EUROSPEECH 2003 - INTERSPEECH 2003
This paper proposes a technique to estimate speakers' perceptual age automatically only with acoustic information of their utterances. Firstly, we experimentally collected data of how old individual speakers in databases sound to listeners. Speech samples of approximately 500 male speakers with a very wide range of the real age were presented to listeners, who were asked to estimate the age only by hearing. Using the results, the perceptual age of the individual speakers was defined in two ways as label (averaged age over the listeners) and distribution. Then, each of the speakers was acoustically modeled by GMMs. Finally, the perceptual age of an input speaker was estimated as weighted sum of the perceptual age of all the other speakers in the databases, where the weight for speaker i was calculated as a function of likelihood score of the input speaker as speaker i.

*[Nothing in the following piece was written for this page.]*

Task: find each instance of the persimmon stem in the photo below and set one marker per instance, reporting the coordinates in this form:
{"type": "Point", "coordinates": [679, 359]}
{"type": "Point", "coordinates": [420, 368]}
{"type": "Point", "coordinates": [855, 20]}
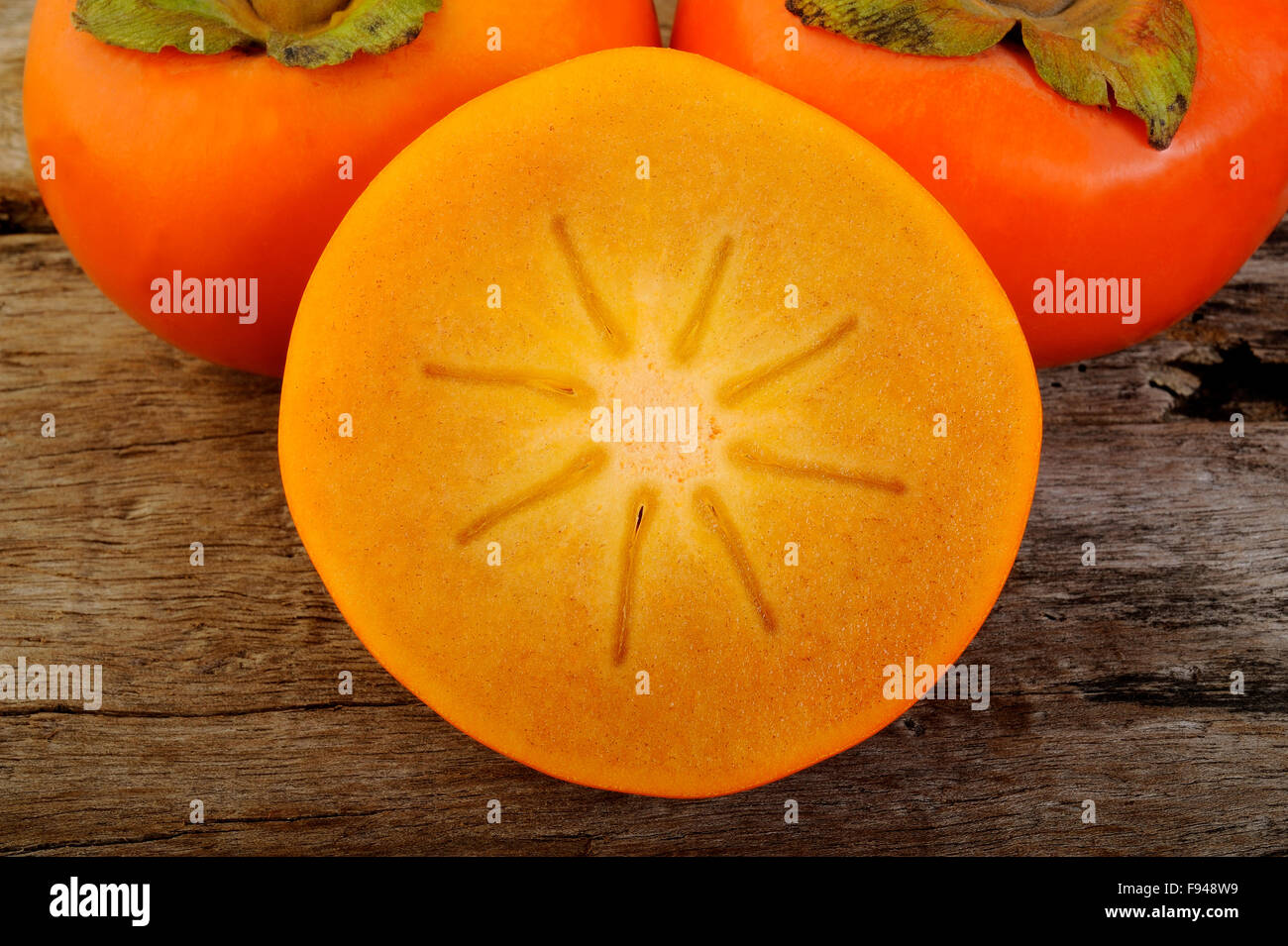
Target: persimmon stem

Experiments showed that correlation was about 0.9 between the perceptual age estimated by the listening test and that estimated by the proposed method. This paper also introduces some techniques to realize robust estimation of the perceptual age.
Bibliographic reference. Minematsu, Nobuaki / Yamauchi, Keita / Hirose, Keikichi (2003): "Automatic estimation of perceptual age using speaker modeling techniques", In EUROSPEECH-2003, 3005-3008.